A video posted on the YouTube website showed several pictures of Breivik, including one of him in a scuba diving outfit pointing an automatic weapon.
“Before we can start our crusade we must do our duty by decimating cultural marxism,” said a caption under the video called “Knights Templar 2083” on the YouTube website, which took down the video on Saturday.
A Norwegian website provided a link to a 1,500 page electronic manifesto which says Breivik was the author. It was not possible to verify who posted the video or wrote the book.
“Once you decide to strike, it is better to kill too many than not enough, or you risk reducing the desired ideological impact of the strike,” the book said.
Norway has traditionally been open to immigration, which has been criticized by the populist Progress Party, of which Breivik was a former member. The Labor Party, whose youth camp Breivik attacked, has long backed multi-culturalism to accommodate Norway's different ethnic communities.
About 100 people stood solemnly early on Sunday at a makeshift vigil near Oslo's main church, laying flowers and lighting candles. Soldiers with guns and wearing bullet-proof vests blocked streets leading to the government district.
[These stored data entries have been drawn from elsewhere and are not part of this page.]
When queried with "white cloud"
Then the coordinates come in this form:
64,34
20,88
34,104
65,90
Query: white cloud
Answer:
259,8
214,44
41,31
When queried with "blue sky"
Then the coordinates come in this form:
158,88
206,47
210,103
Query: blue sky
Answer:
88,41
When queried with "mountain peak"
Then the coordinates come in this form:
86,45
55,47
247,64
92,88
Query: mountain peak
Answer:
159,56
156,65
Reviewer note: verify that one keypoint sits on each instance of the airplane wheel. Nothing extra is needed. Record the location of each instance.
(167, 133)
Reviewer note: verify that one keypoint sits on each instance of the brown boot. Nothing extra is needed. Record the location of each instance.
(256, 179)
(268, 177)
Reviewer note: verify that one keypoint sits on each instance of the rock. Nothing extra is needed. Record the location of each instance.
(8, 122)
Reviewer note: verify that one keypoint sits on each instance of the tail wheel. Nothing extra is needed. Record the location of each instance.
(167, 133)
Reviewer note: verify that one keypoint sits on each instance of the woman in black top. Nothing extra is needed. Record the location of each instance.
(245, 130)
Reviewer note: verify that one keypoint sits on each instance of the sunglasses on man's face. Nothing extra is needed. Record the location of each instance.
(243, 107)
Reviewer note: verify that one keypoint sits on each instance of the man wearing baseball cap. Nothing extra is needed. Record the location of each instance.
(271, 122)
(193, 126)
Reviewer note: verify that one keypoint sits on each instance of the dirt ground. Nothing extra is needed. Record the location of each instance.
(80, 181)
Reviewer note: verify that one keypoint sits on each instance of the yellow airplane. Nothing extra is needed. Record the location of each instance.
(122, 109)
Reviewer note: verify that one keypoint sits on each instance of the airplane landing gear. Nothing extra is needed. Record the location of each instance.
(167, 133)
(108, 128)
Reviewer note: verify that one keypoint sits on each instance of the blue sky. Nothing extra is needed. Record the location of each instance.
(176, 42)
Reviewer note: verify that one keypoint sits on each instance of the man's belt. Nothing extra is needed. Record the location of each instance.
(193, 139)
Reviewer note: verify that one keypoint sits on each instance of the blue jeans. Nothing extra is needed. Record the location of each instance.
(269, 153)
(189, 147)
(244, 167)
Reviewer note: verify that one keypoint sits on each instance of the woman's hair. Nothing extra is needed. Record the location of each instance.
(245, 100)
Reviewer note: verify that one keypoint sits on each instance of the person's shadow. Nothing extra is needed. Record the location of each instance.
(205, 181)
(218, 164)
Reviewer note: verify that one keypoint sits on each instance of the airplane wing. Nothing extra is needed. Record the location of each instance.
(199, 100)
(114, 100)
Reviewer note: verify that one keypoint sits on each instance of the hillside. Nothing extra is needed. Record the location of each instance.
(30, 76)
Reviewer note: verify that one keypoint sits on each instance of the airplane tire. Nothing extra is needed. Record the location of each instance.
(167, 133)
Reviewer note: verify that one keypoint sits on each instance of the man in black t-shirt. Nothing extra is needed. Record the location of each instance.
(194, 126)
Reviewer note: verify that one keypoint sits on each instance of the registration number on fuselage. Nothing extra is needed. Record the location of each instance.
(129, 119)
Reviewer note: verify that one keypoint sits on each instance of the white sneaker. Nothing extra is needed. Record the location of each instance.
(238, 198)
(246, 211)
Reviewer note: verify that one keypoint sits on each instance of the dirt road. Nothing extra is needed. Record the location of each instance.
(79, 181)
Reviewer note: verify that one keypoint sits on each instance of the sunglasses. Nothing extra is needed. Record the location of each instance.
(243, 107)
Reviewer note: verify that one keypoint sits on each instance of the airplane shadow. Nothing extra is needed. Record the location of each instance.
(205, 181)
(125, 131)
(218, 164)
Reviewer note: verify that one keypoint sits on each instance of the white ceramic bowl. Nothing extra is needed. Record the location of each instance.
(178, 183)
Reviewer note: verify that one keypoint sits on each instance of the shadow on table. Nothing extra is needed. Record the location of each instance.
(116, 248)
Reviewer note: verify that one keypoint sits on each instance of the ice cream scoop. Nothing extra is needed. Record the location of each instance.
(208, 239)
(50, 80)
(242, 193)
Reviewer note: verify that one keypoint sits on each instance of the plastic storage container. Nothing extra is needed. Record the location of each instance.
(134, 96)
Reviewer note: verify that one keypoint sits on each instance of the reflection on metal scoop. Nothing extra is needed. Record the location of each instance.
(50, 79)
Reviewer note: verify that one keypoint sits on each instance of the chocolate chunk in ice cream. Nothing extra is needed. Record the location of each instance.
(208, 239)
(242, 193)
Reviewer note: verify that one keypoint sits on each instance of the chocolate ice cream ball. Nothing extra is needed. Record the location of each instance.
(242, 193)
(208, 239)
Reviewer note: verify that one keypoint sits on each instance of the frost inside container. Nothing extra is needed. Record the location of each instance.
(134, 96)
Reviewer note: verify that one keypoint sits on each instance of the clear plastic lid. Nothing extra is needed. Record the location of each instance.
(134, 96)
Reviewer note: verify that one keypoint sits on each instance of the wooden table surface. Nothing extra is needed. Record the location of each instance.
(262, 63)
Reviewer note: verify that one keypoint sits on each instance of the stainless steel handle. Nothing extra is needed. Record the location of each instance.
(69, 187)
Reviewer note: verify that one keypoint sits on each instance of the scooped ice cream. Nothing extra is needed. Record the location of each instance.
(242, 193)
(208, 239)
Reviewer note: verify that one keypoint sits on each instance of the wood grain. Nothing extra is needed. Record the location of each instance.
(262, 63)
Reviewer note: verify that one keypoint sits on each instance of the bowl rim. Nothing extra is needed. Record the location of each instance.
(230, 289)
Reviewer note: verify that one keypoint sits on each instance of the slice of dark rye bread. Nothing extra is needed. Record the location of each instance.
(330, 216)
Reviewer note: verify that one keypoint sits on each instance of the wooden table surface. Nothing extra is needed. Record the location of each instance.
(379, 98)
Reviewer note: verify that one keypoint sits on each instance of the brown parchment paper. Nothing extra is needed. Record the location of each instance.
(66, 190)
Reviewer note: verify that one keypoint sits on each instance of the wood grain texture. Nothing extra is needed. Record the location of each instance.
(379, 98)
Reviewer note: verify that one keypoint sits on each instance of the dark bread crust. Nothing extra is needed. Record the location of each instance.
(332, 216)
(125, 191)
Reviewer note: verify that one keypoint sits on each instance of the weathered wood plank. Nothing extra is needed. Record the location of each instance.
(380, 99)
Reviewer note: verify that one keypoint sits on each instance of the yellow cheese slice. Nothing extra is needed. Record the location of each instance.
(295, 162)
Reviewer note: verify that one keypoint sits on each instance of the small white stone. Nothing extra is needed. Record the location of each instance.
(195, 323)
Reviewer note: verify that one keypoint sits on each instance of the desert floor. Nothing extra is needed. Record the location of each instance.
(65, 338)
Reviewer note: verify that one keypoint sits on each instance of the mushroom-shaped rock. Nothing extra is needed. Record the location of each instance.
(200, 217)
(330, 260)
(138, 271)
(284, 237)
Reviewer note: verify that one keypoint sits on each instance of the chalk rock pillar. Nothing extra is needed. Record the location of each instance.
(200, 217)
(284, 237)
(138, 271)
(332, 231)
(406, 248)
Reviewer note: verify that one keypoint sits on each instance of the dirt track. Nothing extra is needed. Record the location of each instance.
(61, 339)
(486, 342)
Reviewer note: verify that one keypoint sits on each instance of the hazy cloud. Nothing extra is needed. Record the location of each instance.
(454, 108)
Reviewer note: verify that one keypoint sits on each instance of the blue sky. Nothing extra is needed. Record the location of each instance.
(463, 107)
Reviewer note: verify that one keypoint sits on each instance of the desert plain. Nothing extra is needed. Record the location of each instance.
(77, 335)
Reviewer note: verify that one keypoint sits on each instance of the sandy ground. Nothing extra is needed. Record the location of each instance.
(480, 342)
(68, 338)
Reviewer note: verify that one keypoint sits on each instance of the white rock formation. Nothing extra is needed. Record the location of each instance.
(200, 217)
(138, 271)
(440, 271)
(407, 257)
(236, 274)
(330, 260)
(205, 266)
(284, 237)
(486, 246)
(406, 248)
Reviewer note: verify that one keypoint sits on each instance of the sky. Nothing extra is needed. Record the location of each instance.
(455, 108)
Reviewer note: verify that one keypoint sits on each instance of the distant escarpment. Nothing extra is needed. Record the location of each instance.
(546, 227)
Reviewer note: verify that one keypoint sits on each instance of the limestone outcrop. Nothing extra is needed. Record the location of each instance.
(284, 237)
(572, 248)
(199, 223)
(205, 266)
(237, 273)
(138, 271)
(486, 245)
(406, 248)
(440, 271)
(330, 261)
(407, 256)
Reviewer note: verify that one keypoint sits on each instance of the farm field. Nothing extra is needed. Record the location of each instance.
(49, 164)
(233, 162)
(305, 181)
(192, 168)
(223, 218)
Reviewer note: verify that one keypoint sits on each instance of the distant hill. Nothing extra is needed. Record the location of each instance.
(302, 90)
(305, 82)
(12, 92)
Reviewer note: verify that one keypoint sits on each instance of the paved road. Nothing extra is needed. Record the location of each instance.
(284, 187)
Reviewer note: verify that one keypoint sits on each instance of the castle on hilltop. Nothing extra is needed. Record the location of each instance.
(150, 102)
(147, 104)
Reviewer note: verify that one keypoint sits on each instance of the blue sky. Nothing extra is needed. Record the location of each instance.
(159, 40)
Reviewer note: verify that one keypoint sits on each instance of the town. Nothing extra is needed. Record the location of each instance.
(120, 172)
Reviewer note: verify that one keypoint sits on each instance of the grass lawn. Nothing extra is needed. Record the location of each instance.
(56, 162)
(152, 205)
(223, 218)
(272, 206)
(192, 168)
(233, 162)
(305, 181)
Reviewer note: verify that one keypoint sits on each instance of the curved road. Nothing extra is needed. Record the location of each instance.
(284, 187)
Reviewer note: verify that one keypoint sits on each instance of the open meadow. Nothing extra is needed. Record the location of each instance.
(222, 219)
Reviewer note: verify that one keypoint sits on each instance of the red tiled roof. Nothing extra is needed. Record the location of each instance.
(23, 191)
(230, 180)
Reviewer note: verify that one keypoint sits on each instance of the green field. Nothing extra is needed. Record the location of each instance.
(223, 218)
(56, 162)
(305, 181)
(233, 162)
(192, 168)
“We are all in sorrow, everybody is scared,” said Imran Shah, a Norwegian taxi driver of Pakistani heritage, as a light summer drizzle fell on unusually empty Oslo streets.
“At first, people thought Muslims were behind this,” he said, referring to some initial suspicions that the attacks might have been by Al Qaeda, perhaps in protest at NATO-member Norway's role in Afghanistan or Iraq.
Some terrified survivors of the shooting rampage said bullets came from at least two sides.
“We are not at all certain” about whether he acted alone, police chief Sponheim said. “That is one of the things that the investigation will concentrate on.”
“I heard screams. I heard people begging for their lives and I heard shots. He just blew them away,” Labor Party youth member Erik Kursetgjerde, 18, told Reuters.
“I was certain I was going to die,” he said. “People ran everywhere. They panicked and climbed into trees. People got trampled.”
Breivik, tall and blond, owned a farming company called Breivik Geofarm, which a supply firm said he had used to buy fertilizer—possibly to make the Oslo bomb.
Home-grown anti-government militants have struck elsewhere in the past, notably in the United States, where Timothy McVeigh killed 168 people with a truck bomb in Oklahoma City in 1995.
The district attacked is the heart of power in Norway. But security is not tight in a country unused to such violence and better known for awarding the Nobel Peace Prize and mediating in conflicts, including the Middle East and Sri Lanka.